In Japan right now, consumer spending – which should account for more than half of all economic activity – is just as dormant as it had been for more than a decade. Indeed, recent figures show domestic consumption actually falling in every month of 2006.

In addition, the value of the Yen has been rising slowly but steadily against the dollar and the Euro for two years. That is decidedly bad news for a country that lives on exports. And the bank of Japan is now hinting rather broadly that it will resume raising interest rates soon, which would only add to the Yen’s strength and further dampen domestic demand for big-ticket items.

Although Koizumi did manage to sweep away some of the roadblocks that had stymied Japan’s recovery, he never really dented the stone wall of system-wide constraints on change that are shored up by the most powerful elements of this society – the huge industrial conglomerates, the enormous constituency of farmers, the political parties themselves. And, of course, neither he nor anyone else has ever been able to rein in a bureaucracy that is so enduring and so maddeningly officious as to reduce grown men to tears.

New prime minister Shinzo Abe advertises himself as a reformer in the Koizumi mold, but even if he were on steroids it is unlikely that he could move all of the entrenched interests who want things to stay just as they are. After his predecessor’s six years of effort, for example, Japan is still remarkably closed to foreign direct investment and still one of the world’s most difficult markets for foreign manufacturers to penetrate successfully.
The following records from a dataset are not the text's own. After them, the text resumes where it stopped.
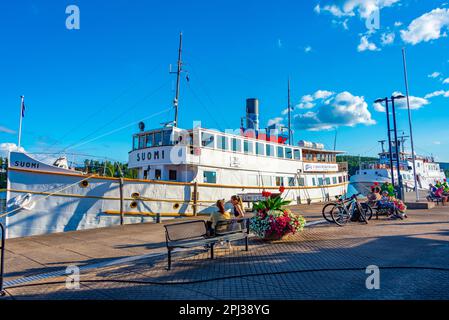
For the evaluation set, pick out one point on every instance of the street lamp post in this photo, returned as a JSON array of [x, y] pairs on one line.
[[396, 143], [389, 137], [386, 100]]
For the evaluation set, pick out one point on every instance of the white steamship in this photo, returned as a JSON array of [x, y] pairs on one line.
[[180, 173]]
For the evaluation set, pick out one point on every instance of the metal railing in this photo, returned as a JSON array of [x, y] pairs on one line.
[[2, 258]]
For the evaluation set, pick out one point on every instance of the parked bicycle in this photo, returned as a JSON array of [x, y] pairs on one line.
[[348, 202], [352, 210]]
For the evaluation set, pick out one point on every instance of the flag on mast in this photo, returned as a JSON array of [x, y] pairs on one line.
[[23, 107]]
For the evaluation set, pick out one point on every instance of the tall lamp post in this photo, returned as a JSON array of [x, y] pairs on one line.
[[395, 130]]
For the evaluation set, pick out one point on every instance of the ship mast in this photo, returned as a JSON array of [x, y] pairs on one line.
[[289, 116], [178, 81]]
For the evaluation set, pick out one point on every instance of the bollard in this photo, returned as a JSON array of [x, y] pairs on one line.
[[2, 259]]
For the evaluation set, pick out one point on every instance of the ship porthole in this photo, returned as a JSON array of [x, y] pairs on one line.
[[84, 184], [135, 195]]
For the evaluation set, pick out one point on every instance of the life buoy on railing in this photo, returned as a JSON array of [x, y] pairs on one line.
[[24, 202]]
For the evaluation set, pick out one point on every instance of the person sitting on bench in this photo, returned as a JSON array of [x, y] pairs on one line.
[[219, 215]]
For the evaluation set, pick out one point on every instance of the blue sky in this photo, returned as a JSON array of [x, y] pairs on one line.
[[113, 71]]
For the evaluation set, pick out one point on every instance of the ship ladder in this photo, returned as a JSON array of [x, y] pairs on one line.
[[306, 191]]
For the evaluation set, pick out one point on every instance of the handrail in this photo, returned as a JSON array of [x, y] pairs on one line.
[[2, 258]]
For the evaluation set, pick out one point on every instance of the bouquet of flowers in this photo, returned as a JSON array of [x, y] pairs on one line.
[[400, 205], [273, 221]]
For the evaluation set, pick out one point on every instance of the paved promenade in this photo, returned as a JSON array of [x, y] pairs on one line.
[[322, 262]]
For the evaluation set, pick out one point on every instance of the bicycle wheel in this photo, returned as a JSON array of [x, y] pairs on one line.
[[363, 217], [326, 212], [368, 210], [340, 216]]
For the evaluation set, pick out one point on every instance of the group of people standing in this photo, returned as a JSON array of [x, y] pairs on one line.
[[384, 197]]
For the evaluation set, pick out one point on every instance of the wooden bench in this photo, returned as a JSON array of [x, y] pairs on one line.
[[192, 234], [433, 198]]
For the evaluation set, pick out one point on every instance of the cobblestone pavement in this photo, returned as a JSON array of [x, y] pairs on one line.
[[322, 262]]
Perhaps the largest problem Abe-san faces is one that no political figure can solve. Like many of the developed nations of Europe, Japan is in a demographic death spiral, its population growing ever older and sucking up ever more resources in such areas as health care. As an added anchor on growth, many of the permanent jobs from which those golden-agers retired no longer exist, because many of the companies they worked for are finding it simpler and cheaper to do without permanent replacements. This explains the degree of desperation seen now among the younger generations, who more than ever before are finding employment only as part-timers, free-lancers and contract workers.

So the recovery of the world’s second-largest economy is not quite as advanced as it might appear to be at first glance. Problems still abound here, and solutions for many of them are either in short supply or, at this time, nonexistent.

Nevertheless, it would be sheer folly to write off Japan as a potent economic force in the decades to come. This is a country where bicyclists ride on hyper-crowded sidewalks without causing injury to pedestrians, and where your choice of pizza toppings includes mayonnaise. If the Japanese can handle all that, they can handle anything.